Und so wurde das Heldenbüro gegründet, die „Stabsstelle für echte Helden“, bei der man sich melden und registrieren lassen konnte, nebst Angabe der speziellen Fähigkeiten, auf dass die diesbezüglich bedürftige Menschheit später davon Gebrauch machen konnte.
Leider war nach einem anfänglichen Hype der Zulauf in letzter Zeit recht bescheiden gewesen, und so vertrieben sich die beiden Bediensteten inzwischen dort recht routiniert die Zeit mit allerlei Spielchen, als eine von mehreren Strategien, den Tag herumzubringen.
Eine andere war ihnen gerade ein bisschen vergällt worden: Besonders jetzt, wo von den drei Kolleginnen nebenan diejenige auf Kur war, die ihnen beiden am besten gefiel, vermieden sie es eher, dem Nebenbüro einen Besuch abzustatten.

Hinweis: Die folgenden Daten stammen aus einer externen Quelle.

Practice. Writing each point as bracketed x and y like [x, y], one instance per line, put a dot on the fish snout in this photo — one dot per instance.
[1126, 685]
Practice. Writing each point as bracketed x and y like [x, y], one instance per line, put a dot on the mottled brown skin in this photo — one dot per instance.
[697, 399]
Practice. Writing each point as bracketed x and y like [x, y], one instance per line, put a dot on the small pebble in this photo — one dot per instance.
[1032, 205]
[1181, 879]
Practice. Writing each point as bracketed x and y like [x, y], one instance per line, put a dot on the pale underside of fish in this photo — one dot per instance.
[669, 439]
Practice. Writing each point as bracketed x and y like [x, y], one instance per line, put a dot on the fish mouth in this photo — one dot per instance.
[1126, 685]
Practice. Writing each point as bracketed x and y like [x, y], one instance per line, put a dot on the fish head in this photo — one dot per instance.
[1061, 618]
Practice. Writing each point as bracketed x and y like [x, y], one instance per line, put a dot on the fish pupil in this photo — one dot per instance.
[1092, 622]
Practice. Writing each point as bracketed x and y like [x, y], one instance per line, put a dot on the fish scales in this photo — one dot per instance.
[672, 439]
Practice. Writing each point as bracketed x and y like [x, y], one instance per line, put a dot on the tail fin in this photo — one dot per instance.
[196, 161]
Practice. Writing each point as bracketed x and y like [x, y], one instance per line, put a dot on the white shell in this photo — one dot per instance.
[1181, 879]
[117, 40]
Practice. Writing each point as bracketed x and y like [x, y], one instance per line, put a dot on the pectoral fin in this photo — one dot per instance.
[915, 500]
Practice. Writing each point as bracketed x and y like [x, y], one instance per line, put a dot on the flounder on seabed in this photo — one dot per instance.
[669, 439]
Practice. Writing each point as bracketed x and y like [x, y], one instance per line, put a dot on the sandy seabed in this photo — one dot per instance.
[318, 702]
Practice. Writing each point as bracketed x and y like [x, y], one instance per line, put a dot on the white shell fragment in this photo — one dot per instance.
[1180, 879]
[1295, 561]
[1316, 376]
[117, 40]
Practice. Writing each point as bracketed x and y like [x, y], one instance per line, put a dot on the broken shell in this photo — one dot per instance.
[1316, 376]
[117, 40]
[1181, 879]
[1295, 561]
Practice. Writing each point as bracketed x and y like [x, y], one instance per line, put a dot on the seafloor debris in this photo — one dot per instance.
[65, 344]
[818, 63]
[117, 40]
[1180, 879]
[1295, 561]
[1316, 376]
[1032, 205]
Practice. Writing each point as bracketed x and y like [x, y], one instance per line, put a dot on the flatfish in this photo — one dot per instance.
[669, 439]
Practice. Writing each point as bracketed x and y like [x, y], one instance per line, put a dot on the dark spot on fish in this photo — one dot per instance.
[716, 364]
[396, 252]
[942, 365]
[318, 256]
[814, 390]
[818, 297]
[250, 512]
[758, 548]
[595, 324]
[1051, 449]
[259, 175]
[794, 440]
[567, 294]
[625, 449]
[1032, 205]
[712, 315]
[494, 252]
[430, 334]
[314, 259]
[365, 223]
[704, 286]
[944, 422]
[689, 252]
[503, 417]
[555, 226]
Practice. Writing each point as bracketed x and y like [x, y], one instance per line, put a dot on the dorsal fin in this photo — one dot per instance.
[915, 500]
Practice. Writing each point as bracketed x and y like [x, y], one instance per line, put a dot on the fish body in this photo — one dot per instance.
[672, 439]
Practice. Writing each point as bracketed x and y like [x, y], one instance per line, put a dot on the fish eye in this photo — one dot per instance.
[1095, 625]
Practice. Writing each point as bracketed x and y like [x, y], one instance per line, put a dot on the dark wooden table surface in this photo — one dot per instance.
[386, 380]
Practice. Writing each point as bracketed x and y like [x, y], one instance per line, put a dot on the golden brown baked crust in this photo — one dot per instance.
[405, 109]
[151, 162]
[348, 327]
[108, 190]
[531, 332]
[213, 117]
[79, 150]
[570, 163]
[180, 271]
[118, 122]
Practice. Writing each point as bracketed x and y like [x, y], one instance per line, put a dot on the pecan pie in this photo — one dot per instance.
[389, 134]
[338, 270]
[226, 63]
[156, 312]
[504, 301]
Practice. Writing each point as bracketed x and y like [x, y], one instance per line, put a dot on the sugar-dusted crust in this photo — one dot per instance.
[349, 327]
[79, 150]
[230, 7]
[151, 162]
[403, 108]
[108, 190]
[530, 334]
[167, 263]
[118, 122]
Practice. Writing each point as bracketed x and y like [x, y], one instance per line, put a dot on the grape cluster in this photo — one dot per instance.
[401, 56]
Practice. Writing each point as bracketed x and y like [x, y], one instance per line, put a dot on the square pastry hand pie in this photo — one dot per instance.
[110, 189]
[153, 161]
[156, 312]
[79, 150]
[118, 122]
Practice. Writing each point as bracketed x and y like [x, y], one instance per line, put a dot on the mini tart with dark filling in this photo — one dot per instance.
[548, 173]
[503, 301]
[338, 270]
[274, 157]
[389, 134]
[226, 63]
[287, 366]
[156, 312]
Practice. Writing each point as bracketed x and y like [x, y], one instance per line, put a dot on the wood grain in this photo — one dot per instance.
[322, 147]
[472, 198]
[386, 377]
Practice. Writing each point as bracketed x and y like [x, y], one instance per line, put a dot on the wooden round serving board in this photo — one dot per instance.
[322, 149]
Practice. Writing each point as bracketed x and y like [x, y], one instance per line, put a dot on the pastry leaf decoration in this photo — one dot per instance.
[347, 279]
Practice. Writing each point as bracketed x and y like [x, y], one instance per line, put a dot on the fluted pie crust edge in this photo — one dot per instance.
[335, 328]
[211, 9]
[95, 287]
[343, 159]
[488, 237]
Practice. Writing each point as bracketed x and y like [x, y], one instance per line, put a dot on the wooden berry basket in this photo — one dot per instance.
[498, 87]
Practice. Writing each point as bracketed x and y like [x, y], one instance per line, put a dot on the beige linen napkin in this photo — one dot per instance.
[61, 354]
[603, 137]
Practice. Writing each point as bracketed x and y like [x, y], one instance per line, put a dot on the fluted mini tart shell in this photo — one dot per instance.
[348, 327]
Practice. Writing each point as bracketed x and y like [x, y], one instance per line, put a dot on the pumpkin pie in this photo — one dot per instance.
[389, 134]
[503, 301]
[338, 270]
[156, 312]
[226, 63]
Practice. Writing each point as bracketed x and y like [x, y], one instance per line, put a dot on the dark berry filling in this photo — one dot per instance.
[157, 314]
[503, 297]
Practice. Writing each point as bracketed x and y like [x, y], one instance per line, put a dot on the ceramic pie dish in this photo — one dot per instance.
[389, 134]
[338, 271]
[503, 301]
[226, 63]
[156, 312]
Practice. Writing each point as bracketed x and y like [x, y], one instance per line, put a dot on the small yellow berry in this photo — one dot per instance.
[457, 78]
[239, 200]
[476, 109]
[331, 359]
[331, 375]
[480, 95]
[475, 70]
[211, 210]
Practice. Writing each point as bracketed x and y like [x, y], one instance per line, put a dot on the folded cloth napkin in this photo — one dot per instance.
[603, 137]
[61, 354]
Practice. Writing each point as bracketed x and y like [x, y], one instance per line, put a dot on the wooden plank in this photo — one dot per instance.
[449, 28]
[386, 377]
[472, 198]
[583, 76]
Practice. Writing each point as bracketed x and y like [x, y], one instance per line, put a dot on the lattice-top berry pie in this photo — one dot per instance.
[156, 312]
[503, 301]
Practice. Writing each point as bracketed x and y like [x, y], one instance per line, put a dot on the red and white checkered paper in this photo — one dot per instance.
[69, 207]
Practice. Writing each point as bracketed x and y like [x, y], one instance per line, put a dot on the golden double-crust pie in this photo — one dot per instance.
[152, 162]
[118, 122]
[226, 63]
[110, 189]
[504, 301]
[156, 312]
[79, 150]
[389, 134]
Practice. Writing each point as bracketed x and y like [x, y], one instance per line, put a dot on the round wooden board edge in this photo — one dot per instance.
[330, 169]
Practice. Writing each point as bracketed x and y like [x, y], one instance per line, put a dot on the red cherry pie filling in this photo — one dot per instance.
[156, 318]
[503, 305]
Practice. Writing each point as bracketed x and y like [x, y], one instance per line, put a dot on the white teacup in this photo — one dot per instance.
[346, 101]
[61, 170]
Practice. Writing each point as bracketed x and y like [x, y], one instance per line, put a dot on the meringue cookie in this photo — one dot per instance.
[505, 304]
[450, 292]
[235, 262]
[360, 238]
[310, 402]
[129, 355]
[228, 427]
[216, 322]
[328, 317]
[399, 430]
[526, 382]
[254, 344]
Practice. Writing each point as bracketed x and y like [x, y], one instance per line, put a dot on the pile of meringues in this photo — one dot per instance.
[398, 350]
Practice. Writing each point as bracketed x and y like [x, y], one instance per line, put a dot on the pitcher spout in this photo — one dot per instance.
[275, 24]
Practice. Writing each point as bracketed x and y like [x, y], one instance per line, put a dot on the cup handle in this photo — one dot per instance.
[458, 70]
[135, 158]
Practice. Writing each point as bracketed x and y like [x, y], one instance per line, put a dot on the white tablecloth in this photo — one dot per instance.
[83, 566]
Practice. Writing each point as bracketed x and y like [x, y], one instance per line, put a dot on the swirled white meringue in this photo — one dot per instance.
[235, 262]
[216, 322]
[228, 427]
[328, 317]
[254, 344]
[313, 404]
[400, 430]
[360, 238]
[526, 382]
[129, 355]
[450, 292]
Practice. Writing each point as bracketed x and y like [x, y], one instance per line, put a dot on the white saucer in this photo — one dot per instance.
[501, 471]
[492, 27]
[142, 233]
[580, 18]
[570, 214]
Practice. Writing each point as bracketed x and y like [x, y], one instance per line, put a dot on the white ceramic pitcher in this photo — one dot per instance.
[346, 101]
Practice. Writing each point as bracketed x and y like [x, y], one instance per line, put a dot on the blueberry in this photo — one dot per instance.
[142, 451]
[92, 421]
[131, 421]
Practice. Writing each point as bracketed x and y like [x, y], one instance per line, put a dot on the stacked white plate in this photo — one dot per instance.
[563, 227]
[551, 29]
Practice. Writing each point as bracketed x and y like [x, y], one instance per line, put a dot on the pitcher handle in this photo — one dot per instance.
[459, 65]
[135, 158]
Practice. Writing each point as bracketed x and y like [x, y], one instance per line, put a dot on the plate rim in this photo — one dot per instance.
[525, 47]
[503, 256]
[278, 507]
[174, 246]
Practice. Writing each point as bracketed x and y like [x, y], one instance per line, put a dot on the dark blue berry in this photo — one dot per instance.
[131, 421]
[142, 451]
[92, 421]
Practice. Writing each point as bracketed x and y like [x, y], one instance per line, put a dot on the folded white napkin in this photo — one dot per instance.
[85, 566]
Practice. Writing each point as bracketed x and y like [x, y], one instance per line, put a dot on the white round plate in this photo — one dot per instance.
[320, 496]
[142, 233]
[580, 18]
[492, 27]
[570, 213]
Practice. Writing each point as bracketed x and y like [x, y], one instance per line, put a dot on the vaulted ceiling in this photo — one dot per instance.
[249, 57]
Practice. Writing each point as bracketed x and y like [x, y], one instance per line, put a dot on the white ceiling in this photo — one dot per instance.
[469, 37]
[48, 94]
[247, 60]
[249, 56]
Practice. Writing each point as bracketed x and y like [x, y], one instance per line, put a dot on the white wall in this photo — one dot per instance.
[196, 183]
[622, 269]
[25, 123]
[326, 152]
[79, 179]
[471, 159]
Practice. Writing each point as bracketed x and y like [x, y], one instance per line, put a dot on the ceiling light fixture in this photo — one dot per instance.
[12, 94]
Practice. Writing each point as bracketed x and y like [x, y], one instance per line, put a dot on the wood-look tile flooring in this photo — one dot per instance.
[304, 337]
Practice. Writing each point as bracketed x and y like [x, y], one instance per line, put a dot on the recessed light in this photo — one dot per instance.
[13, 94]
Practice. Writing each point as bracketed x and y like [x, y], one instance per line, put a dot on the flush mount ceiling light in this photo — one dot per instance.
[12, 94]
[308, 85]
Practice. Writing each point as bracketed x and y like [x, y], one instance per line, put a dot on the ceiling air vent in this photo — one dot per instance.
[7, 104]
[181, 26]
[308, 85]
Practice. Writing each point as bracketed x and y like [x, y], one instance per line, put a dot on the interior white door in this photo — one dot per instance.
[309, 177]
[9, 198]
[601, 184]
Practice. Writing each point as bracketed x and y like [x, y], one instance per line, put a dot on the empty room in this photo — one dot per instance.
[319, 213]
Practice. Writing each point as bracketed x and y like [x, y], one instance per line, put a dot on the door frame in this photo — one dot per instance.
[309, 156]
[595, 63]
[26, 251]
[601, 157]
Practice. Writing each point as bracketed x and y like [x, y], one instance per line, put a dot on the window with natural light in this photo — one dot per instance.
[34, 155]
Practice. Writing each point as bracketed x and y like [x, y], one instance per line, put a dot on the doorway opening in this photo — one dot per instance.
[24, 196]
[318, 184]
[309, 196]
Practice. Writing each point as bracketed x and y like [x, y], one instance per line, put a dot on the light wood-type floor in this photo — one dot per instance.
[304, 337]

Alleine der Name der Arbeitsgruppe im Nebenraum wirkte abschreckend auf sie, „Büro für virtuelle Seuchenbedrohung“. Die Damen waren außerdem sehr beschäftigt, im Vergleich zu ihnen beiden, was die Besuche automatisch verkürzte beziehungsweise eindämmte. Aber jetzt, wo die Hübsche sowieso einige Wochen lang nicht hier sein würde, gab es einen Grund weniger, aufzustehen und sich nach nebenan zu begeben. Die anderen beiden Frauen erkundigten sich immer recht zynisch, wo denn die echten Helden blieben, wenn man sie brauchte. Und die beiden Männer drucksten dann herum und wussten keine Antwort.
Nein, dann lieber schön hiergeblieben und sich etwas anderes als Zeitvertreib suchen.
Sie spielten also das schöne, bewährte Spielchen „Wer hat am schnellsten den Längsten?“ und waren recht vergnügt dabei. Es ging darum, mittels Internetrecherche einen möglichst langen Link zu finden, und wer ihn am schnellsten mittels eines Programmes verkürzt und diese „Tiny URL“ dann seinem Kollegen per eMail geschickt hatte (da konnte die Sendezeit sekundengenau beurteilt werden, was oft auch notwendig war, denn sie waren ebenbürtige Gegner), war der Gewinner. Die Rundenanzahl schwankte und wurde vorab vereinbart, und der Gesamtsieger wurde dann vom unterlegenen Kollegen den Rest des Bürotages lang bedient.
Das Spiel war tricky, denn die Zeitvorgabe war brutal, und so waren Konzentration, Erfahrung und Schnelligkeit unbedingt vonnöten, um diese Aufgabe zu meistern.
Sie hatten sich gerade in einen schönen Spielrausch hineingesteigert, zwei Meister ihres Fachs, als es an der Bürotüre klopfte.
Die Türe öffnete sich, und im Türrahmen stand, zu ihrer totalen Verblüffung – Phantomias!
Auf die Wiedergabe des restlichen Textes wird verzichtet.